— Сколько уже можно? Что мы с тобой ни придумаем, все время попадаем в историю. То в бандеровцы нас запишут, то в крымнашисты. Теперь вот еще заметку не написали, а уже чувства верующих оскорбили. Хватит! Давай сочинять ответную заяву.
— Видишь ли, Ксюш, за свою жизнь я написал множество писем разнообразным адресатам. Девушкам, юношам, старым князьям и зэкам-рецидивистам, народным артистам, прокурорам, попам, президенту, конечно. Но только Бог, как мне кажется, дочитывал все эти письма до конца. Только Он никогда не оскорблялся, не мстил, умилялся моим глупостям, любил меня. Только Он испытывал ко мне чувство, которое невозможно оскорбить. Да и вообще, в силах ли кто-то обидеть любовь? Писал же им апостол: любовь все покрывает, все переносит. Оскорбить можно лишь гордыню.
Собчак зевнула:
— Красовский, как же ты достал уже со своими проповедями. Тебе в попы надо было идти, жаль только, что пидорас.
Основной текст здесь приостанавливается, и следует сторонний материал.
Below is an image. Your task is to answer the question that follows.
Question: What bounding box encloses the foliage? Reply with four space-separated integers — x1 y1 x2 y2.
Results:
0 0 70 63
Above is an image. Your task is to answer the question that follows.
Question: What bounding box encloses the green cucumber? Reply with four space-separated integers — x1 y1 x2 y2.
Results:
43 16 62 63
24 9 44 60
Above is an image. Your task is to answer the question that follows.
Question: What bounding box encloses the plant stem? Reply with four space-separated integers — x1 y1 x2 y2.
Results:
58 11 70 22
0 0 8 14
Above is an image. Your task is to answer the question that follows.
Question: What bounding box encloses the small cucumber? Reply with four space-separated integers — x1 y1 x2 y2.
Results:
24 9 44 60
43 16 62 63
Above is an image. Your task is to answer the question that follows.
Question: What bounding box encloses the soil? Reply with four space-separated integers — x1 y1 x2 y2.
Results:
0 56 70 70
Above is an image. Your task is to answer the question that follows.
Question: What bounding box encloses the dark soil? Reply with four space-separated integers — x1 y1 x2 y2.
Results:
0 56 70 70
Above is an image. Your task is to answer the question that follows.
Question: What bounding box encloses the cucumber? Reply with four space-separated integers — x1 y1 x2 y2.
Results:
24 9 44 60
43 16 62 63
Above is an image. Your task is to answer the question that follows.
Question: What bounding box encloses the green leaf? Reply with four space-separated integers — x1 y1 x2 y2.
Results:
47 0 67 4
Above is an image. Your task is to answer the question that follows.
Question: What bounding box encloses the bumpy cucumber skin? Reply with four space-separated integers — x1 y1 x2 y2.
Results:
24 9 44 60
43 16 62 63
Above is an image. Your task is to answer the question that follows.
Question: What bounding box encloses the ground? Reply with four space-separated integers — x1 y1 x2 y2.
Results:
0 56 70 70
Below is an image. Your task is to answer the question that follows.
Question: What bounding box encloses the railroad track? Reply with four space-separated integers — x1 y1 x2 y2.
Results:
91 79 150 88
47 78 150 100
— Господа и это не смутит, — Красовский печально вздохнул. — А вот господа вскоре за это могут и двушечку влепить.
— Собчак, ты же баба неверующая, давай мы тебе веру подберем?
— Это зачем еще? Мне и так неплохо. Я вообще считаю, что добро и вера — вещи не связанные.
— Ну нам же надо про что-то писать. Вот тут собираются поставить стометровый памятник князю Владимиру. Тому самому, что идолов в Днепре утопил. Теперь вот его идол над Москвой-рекой утвердится. Давай мы с тобой, как и он, повстречаемся с разными попами, а ты потом решишь, кто тебе милей.
— Ну а что, — задумалась Собчак, — может, и мне тогда через тысячу лет памятник поставят.
— Да-да, поставят, — хихикнул Красовский, — над Колымой.
Поклонная гора. В парке, за уродливой стелой пристроился комплекс ритуальных сооружений. Православный храм, синагога, мечеть. В мечеть-то в поисках добра и красоты и направились наши герои.
— Тут разуваться надо? — испуганно прошептала Собчак, увидев ящик с обувью у входа.
— Да, конечно. Но не переживайте, у нас тут чисто, уборщица моет три раза в день.
И действительно, мечеть была больше похожа на дом нестарого мужчины с возможностями и даже определенным вкусом, скорее сформированным глянцевыми журналами, чем ниспосланным Аллахом.
Вот мраморная лестница, светлый кабинет, на полке — у стола — полная коллекция мужских ароматов Tom Ford. В министерском кресле по-турецки сидит совсем молодой человек. На столе вибрирует золотой айфон, на полу валяется — целое состояние — шелковый персидский ковер.
Имам Шамиль Аляутдинов: Так, не особо. Иранский посол, кажется, подарил.